Novie Fauziah , Jurnalis-Senin, 27 Juli 2020 |21:20 WIB
Berkurban, Pengobat Rindu ke Baitullah yang Tertunda
Ilustrasi (Foto: Okezone.com)
A
A
A

“Syariat Islam yang Allah perintahkan pasti memiliki hikmah sangat besar. Dalam hal berkurban dan berhaji dimana nominalnya cukup besar bagi sebagian orang, tidak pernah ada cerita seseorang menjadi jatuh miskin akibat menjalankan ibadah tersebut. Bisa jadi dengan kurban, Allah akan buka pintu rejeki yang lain karena dia telah menegakkan perintah Allah,” tegas Presiden Aksi Cepat Tanggap (ACT), Ibnu Khajar.

Dalam sejarahnya kata dia, syariat kurban memiliki hikmah yang sangat banyak. Jika ditelisik lebih dalam, pelaksanaan kurban tidak hanya sebatas syariat Islam, tetapi juga pembuktian cinta pada sang pencipta tetapi juga jembatan silaturahim dengan sesama muslim.
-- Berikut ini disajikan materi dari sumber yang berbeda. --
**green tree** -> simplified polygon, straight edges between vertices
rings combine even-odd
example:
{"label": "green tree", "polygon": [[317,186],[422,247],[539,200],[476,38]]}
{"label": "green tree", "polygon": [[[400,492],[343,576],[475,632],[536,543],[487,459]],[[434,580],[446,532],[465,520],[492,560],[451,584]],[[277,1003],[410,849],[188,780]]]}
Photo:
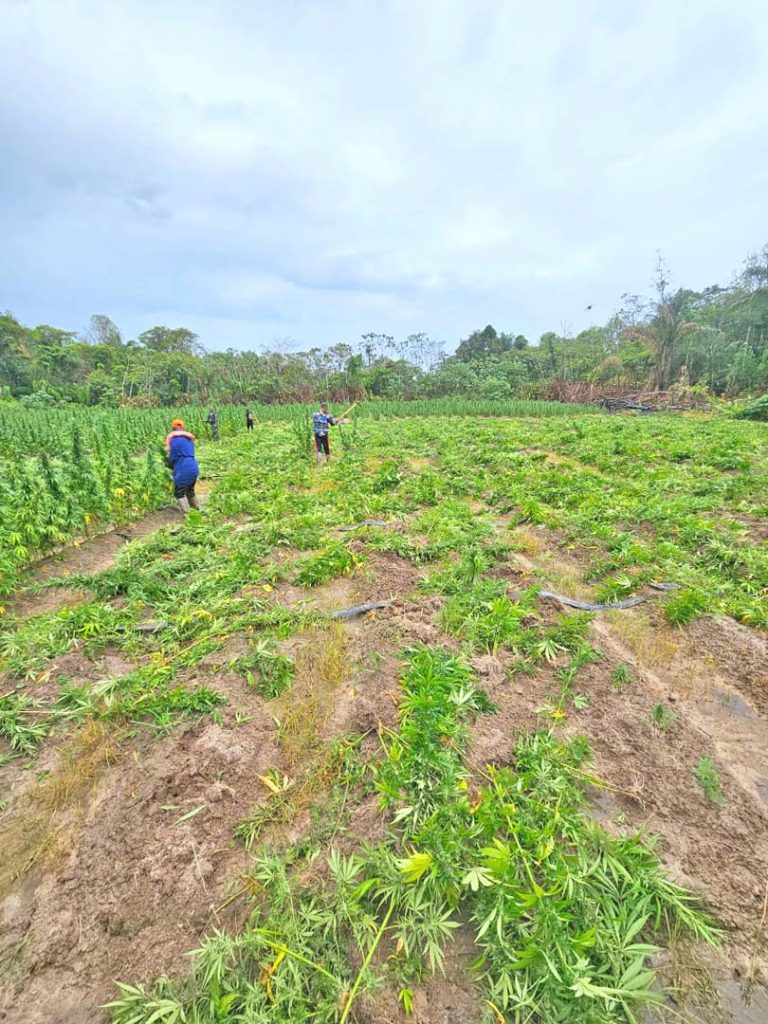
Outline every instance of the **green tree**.
{"label": "green tree", "polygon": [[509,352],[512,345],[511,335],[499,334],[495,327],[488,324],[482,331],[473,331],[468,338],[459,342],[456,359],[470,363],[483,356],[498,356],[502,352]]}
{"label": "green tree", "polygon": [[0,386],[13,396],[28,394],[32,387],[30,335],[12,313],[0,316]]}
{"label": "green tree", "polygon": [[546,360],[548,364],[549,374],[552,377],[557,377],[557,342],[559,341],[558,336],[554,331],[547,331],[542,334],[539,339],[539,346],[546,353]]}
{"label": "green tree", "polygon": [[175,352],[185,356],[202,354],[197,335],[186,327],[150,327],[139,335],[138,340],[152,352]]}
{"label": "green tree", "polygon": [[88,327],[88,340],[94,345],[109,345],[120,348],[123,336],[120,328],[104,313],[94,313]]}
{"label": "green tree", "polygon": [[415,398],[422,376],[405,359],[379,359],[365,372],[366,389],[376,398]]}
{"label": "green tree", "polygon": [[688,316],[693,292],[683,288],[669,293],[669,271],[658,254],[654,273],[656,299],[647,322],[627,328],[627,337],[642,341],[653,356],[653,382],[657,391],[665,391],[673,380],[675,357],[683,335],[696,330]]}

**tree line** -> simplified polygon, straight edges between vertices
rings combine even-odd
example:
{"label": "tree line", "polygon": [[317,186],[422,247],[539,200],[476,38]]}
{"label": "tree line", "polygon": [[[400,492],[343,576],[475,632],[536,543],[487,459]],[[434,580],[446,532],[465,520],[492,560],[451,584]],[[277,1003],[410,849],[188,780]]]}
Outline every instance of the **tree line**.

Ibnu Khajar menambahkan, pelaksanaan kurban di tengah kondisi pandemi Covid-19 ini juga memiliki dimensi sosial sebagai penyelamatan jiwa karena sebagian besar dari masyarakat terdampak secara ekonomi.

"Poin keikhlasan menjadi landasan perintah berkurban terkait dengan kondisi pandemi saat ini karena masyarakat sedang dalam ekonomi merosot, nafkah kian sulit dicari, kebutuhan sehari-hari sulit dipenuhi. Sebab, betapa banyak umat muslim yang enggan kurban terlebih di saat krisis akibat pandemi Covid-19," terangnya.

Menurutnya, keterbatasan harta tentu menjadi kekhawatiran yang dirasakan sebagian besar masyarakat karena Covid-19 di tengah kehidupan yang penuh ketidakpastian.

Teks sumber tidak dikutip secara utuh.